Child’s play: sport specialization versus multisport athleticism

 

Mike Dee

 

Children benefit from free play time. Courtesy photo

It is well documented that allowing children free play time without adult intervention will develop their social, cognitive, emotional, and physical abilities. Evidence is growing that suggests the multisport athlete is happier, has fewer injuries, and is bound to be very good in her or his favorite sport. What six-year-old is concerned about making varsity in his sport as a freshman in high school?

As a physical therapist, I see the overuse patterns expressed in soft tissue injuries of young athletes who have specialized in a sport before, during, and post-puberty. I do understand that gymnastics and figure skating require a pre-puberty focus, but would suggest decreasing the volume of practice time and trying another sport as a means of lessening those injuries.

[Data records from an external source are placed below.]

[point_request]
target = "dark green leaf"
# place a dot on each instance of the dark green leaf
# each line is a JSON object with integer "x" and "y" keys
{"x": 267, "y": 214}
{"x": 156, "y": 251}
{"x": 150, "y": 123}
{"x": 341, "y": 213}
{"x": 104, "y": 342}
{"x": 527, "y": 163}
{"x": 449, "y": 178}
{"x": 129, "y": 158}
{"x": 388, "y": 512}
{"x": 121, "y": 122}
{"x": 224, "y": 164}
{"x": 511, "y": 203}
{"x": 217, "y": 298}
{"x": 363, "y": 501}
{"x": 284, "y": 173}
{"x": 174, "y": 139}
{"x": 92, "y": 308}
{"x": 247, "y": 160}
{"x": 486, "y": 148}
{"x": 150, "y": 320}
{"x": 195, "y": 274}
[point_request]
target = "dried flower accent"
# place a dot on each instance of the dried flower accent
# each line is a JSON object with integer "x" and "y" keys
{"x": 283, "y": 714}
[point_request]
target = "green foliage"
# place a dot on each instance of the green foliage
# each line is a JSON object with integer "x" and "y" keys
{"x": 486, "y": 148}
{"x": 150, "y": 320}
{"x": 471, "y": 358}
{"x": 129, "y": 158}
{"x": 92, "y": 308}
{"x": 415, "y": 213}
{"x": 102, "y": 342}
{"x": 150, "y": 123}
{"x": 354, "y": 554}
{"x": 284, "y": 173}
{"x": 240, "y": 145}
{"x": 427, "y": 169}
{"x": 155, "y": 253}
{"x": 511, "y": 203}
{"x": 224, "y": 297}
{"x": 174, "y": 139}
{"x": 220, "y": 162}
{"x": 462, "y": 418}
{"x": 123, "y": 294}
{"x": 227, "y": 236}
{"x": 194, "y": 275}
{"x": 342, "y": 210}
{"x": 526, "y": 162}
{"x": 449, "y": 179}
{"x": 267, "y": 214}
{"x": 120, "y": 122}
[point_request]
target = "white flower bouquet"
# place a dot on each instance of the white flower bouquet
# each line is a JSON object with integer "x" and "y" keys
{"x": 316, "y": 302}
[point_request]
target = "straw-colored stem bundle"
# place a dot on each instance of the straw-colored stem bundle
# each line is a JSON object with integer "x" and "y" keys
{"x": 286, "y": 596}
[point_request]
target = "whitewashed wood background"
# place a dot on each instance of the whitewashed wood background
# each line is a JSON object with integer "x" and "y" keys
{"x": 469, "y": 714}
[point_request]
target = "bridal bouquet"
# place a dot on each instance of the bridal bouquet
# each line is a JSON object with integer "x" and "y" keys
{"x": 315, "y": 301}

In his article, “To Sample or to Specialize?” in the International Journal of Sport and Exercise Psychology, J. Cote described the measured benefits of early sports diversification:

1. Does not hinder participation in sports in which peak performance is reached after maturation.
2. Is linked to a longer sport career.
3. Promotes positive youth development.
4. Promotes intrinsic motivation through involvement in enjoyable activities.
5. Establishes a range of motor and cognitive experiences.
6. Children should have the opportunity either to specialize in their favorite sport or to continue in sports at a recreational level.
7. Late adolescents have developed the physical, cognitive, social, emotional, and motor skills needed for investing their efforts into highly specialized training in one sport.

There are technical and tactical skills that cross over from similar sports, and this enhances the athlete’s ability to perform better in all of those sports.  Look at this list of legends who excelled in a few sports:

Tom Brady (NFL) – drafted in the 18th round of the 1995 MLB Draft by the Montreal Expos

Dan Marino (NFL) – drafted in the fourth round of the 1979 MLB Draft by the Kansas City Royals

Tom Glavine (MLB) – drafted in the fourth round of the 1984 NHL Draft by the Los Angeles Kings. He was drafted before Brett Hull and Luc Robitaille, both 2009 Hockey Hall of Fame inductees.

Michael Jordan (NBA) – briefly played as an outfielder in Class AA team for the Chicago White Sox.

Locally, Brendan Gleason of Essex Junction is a starting sophomore attackman on the University of Notre Dame mens lacrosse team. He was captain of the football, hockey, and lacrosse teams while at EJHS.

The message here for parents and youth coaches is simple: mix it up. Allow your lacrosse players to practice their game with volleyball; soccer players, a Frisbee. Let the kids practice freely and make up a new set of rules or a game. Allow some time for sit-ups, pushups, and jumping jacks. Let them create a new warmup exercise.

I am reminded of the sense of adventure, courage, freedom, and potential for anything to happen when I hear a young child, without a toy or piece of equipment, say to another child, “Let’s go play.” Now that sounds like fun!

Mike Dee is a physical therapist and co-owner of DEE Physical Therapy located in South Burlington, Shelburne, and Hinesburg.